The senior executives of any organisation were tasked with managing this variety of  expectations, buffeted by the competing demands of their investors, their employees, their suppliers and their customers.  The role of the manager was to balance these factors, steering the company to survival and success.  And survival was itself the measure of success – for the manager and for the company itself. The process of balancing incompatible demands was the reality of everyday life for both individual and corporation. This was the theme of my book Obliquity.

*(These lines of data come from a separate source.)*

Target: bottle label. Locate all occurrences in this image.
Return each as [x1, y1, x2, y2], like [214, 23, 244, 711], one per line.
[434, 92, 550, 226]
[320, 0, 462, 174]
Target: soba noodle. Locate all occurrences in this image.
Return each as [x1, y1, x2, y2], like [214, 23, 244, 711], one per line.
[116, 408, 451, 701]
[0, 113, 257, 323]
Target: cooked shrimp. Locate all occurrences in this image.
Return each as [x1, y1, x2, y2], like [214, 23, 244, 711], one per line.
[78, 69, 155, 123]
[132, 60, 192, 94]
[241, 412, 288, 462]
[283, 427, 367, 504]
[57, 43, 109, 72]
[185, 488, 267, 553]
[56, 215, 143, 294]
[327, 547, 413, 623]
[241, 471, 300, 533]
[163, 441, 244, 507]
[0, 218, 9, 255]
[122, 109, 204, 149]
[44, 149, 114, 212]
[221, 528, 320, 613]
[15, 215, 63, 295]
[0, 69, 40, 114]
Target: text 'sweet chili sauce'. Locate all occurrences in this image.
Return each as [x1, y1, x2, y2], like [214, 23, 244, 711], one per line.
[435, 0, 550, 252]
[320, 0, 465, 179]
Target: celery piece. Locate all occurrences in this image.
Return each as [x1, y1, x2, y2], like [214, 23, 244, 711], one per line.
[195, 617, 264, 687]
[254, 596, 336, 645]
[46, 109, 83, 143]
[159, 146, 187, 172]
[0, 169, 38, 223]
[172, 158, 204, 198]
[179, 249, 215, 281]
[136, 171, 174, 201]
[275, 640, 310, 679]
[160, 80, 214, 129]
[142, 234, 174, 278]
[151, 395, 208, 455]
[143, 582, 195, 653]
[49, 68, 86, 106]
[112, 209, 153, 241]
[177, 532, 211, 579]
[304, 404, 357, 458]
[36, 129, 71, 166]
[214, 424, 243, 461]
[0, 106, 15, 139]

‘A foolish consistency is the hobgoblin of little minds, adored by little statesmen and philosophers and divines’, wrote Ralph Waldo Emerson.  Consistency, as used in economics, is the requirement that the same choice is always made in the same situation. But in the complex real world of business and finance, there is no objective means of determining whether two situations are the same, or different. One person’s consistency (insisting that things have not changed) is another’s stubbornness (failing to recognise that they have). The attempt to analyse economic systems in terms of maximising behaviour is an approach far less powerful than it appears at first sight.

Pluralism in economics

My fourth axiom in large part follows from the first three – the rejection of ideology, the insistence on social context, the scepticism of the universality of maximising behaviour. The dominant paradigm in economics today is that of rational choice.  This paradigm is widely criticised, notably by practical men – who dislike the whole idea of simplifying models – and by students, who would like an approach gentler in both its view of human behaviour and in its demands on their mathematical competence.

My reaction to these kinds of debate is determinedly pluralist.  I believe that neo-classical economics offers many insights and should certainly not be discarded. But I also believe that to regard such rational choice modelling as the only valid way of looking at the world is wholly, and ridiculously, misconceived.  My thinking is described in more detail in ‘The Map is not the Territory’.